Upon successful completion of the course, students will be able to:

  1. describe and apply key numerical methods for the solution of boundary/initial value problems for elliptic and parabolic equations (e.g., Laplace, Heat Equation).
  2. be aware of the optimal order of accuracy of key numerical methods as well as the limitations that may be required in the discretization parameters to ensure stability.
  3. apply common techniques for analyzing finite difference and finite element methods.
  4. implement finite difference and finite element methods (in Octave ἠ Python) to compute the numerical solution of PDEs and calculate their experimental order of convergence.
General Competences
  • Search for, analysis and synthesis of data and information, with the use of the necessary technology.
  • Adapting to new situations.
  • Decision-making.
  • Working Independently.
  • Production of free, creative, and inductive thinking.
  • Promotion of analytical and synthetic thinking.

Syllabus

  • Finite difference approximations to derivatives.
  • The two-point boundary value problem. Boundary conditions of type Dirichlet, Neumann, and Robin.
  • Finite differences schemes for the two-point boundary value problem. Consistency and stability. The energy method. Order of accuracy and convergence.
  • The Finite Element Method (FEM) for the two-point boundary value problem. A priori and a posteriori estimates. Implementation of FEM.
  • Finite differences and Finite element methods for the Heat Equation in 1D. Explicit- and implicit Euler, the Crank-Nicolson method. Consistency and stability.
  • The finite element method for elliptic and parabolic equations in higher dimensions.
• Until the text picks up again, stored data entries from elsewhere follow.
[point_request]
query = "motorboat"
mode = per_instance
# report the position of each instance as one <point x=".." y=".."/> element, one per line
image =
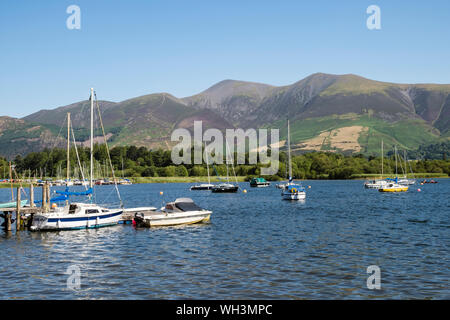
<point x="259" y="183"/>
<point x="393" y="187"/>
<point x="406" y="181"/>
<point x="375" y="184"/>
<point x="281" y="185"/>
<point x="76" y="216"/>
<point x="225" y="188"/>
<point x="293" y="192"/>
<point x="202" y="186"/>
<point x="182" y="211"/>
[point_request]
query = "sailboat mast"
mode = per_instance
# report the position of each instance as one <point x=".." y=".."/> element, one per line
<point x="207" y="165"/>
<point x="92" y="138"/>
<point x="382" y="156"/>
<point x="289" y="152"/>
<point x="68" y="146"/>
<point x="395" y="152"/>
<point x="404" y="155"/>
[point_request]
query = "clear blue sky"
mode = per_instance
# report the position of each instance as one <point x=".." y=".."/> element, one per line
<point x="130" y="48"/>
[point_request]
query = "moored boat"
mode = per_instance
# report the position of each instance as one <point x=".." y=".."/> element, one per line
<point x="292" y="191"/>
<point x="182" y="211"/>
<point x="393" y="187"/>
<point x="225" y="188"/>
<point x="76" y="216"/>
<point x="375" y="184"/>
<point x="202" y="186"/>
<point x="259" y="183"/>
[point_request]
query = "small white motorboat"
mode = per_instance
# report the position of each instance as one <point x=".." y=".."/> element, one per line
<point x="180" y="212"/>
<point x="293" y="192"/>
<point x="375" y="184"/>
<point x="202" y="186"/>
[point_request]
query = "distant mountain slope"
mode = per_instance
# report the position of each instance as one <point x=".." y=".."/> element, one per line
<point x="20" y="137"/>
<point x="328" y="112"/>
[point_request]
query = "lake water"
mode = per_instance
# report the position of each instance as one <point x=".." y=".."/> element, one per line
<point x="256" y="246"/>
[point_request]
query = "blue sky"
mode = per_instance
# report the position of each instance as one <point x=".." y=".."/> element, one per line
<point x="130" y="48"/>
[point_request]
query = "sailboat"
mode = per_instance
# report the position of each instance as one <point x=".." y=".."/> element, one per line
<point x="77" y="215"/>
<point x="292" y="191"/>
<point x="226" y="187"/>
<point x="404" y="180"/>
<point x="393" y="185"/>
<point x="204" y="186"/>
<point x="377" y="184"/>
<point x="12" y="203"/>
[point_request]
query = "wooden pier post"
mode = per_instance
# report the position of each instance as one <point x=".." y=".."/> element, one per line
<point x="18" y="209"/>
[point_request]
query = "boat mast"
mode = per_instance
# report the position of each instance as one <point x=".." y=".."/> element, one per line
<point x="289" y="152"/>
<point x="395" y="153"/>
<point x="92" y="138"/>
<point x="68" y="147"/>
<point x="207" y="165"/>
<point x="382" y="156"/>
<point x="404" y="155"/>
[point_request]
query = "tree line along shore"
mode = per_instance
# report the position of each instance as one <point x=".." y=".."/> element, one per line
<point x="142" y="165"/>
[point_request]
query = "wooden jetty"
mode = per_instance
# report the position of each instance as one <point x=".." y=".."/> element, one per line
<point x="24" y="214"/>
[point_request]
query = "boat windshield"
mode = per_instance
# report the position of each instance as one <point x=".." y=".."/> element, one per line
<point x="72" y="208"/>
<point x="187" y="206"/>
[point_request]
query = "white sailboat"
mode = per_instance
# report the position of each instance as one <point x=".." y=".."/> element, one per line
<point x="292" y="191"/>
<point x="227" y="187"/>
<point x="78" y="215"/>
<point x="204" y="186"/>
<point x="378" y="183"/>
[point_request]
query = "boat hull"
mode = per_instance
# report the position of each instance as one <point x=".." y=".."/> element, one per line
<point x="173" y="219"/>
<point x="74" y="222"/>
<point x="225" y="190"/>
<point x="201" y="187"/>
<point x="260" y="185"/>
<point x="294" y="196"/>
<point x="401" y="189"/>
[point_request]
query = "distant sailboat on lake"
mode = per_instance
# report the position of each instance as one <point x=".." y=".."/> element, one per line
<point x="292" y="191"/>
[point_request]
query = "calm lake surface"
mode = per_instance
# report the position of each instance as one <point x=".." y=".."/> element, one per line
<point x="256" y="246"/>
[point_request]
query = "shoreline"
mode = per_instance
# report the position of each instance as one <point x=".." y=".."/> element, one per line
<point x="141" y="180"/>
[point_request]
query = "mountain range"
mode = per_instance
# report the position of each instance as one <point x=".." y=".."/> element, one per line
<point x="338" y="113"/>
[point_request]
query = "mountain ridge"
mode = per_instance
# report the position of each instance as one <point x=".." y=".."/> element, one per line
<point x="321" y="103"/>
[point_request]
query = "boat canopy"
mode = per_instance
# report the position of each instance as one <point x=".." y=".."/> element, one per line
<point x="295" y="186"/>
<point x="187" y="206"/>
<point x="70" y="193"/>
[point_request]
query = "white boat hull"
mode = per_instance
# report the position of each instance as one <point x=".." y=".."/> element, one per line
<point x="294" y="196"/>
<point x="42" y="222"/>
<point x="177" y="218"/>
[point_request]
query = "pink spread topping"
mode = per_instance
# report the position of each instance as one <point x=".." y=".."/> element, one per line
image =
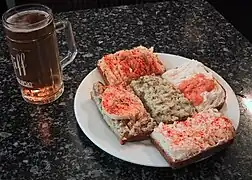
<point x="193" y="87"/>
<point x="127" y="65"/>
<point x="199" y="132"/>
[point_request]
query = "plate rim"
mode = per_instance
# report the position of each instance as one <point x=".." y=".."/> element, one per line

Teaching and Learning Methods - Evaluation

Delivery

Face-to-face.

Use of Information and Communications Technology
  • Use of a tablet device to deliver teaching. Lecture materials in pdf-format are made available to students, for later review, on Moodle e-learning platform.
  • Provision of study materials in Moodle e-learning platform.
  • Provision of model solutions for some exercises in podcast format.
  • Communication with students through e-mails, Moodle platform and Microsoft Teams.
  • Use of sophisticated software (Python or Octave) for the implementation of the numerical algorithms.
Teaching Methods
Activity Semester Workload
Lectures 39
Study and analysis of bibliography 75
Directed study of Computer-based exercises 6
Non-directed study of Computer-based exercises 30
Course total 150
Student Performance Evaluation
  • Computer-based exercises with oral examination (Weighting 35%, addressing learning outcomes 2 and 4)
  • Written examination (Weighting 65%, addressing learning outcomes 1-3)

Attached Bibliography

See the official Eudoxus site or the local repository of Eudoxus lists per academic year, which is maintained by the Department of Mathematics. Books and other resources, not provided by Eudoxus:

  • “Αριθμητική επίλυση μερικών διαφορικών εξισώσεων”, Π. Χατζηπαντελίδης, & Μ. Πλεξουσάκης, Κάλλιπος, (2015). http://hdl.handle.net/11419/665
  • “Αριθμητικές Μέθοδοι για Συνήθεις Διαφορικές Εξισώσεις”, Γ. Δ. Ακρίβης, & Β. Α. Δουγαλής., Πανεπιστημιακές Εκδόσεις Κρήτης, Ηράκλειο, 2η έκδοση, 2013.
  • “The mathematical theory of finite element methods”, S. C. Brenner & L. R. Scott (Third ed., Vol. 15), Springer, New York, 2008.
  • “Partial differential equations with numerical methods”, S. Larsson, & V. Thomée, Springer-Verlag, Berlin, 2009.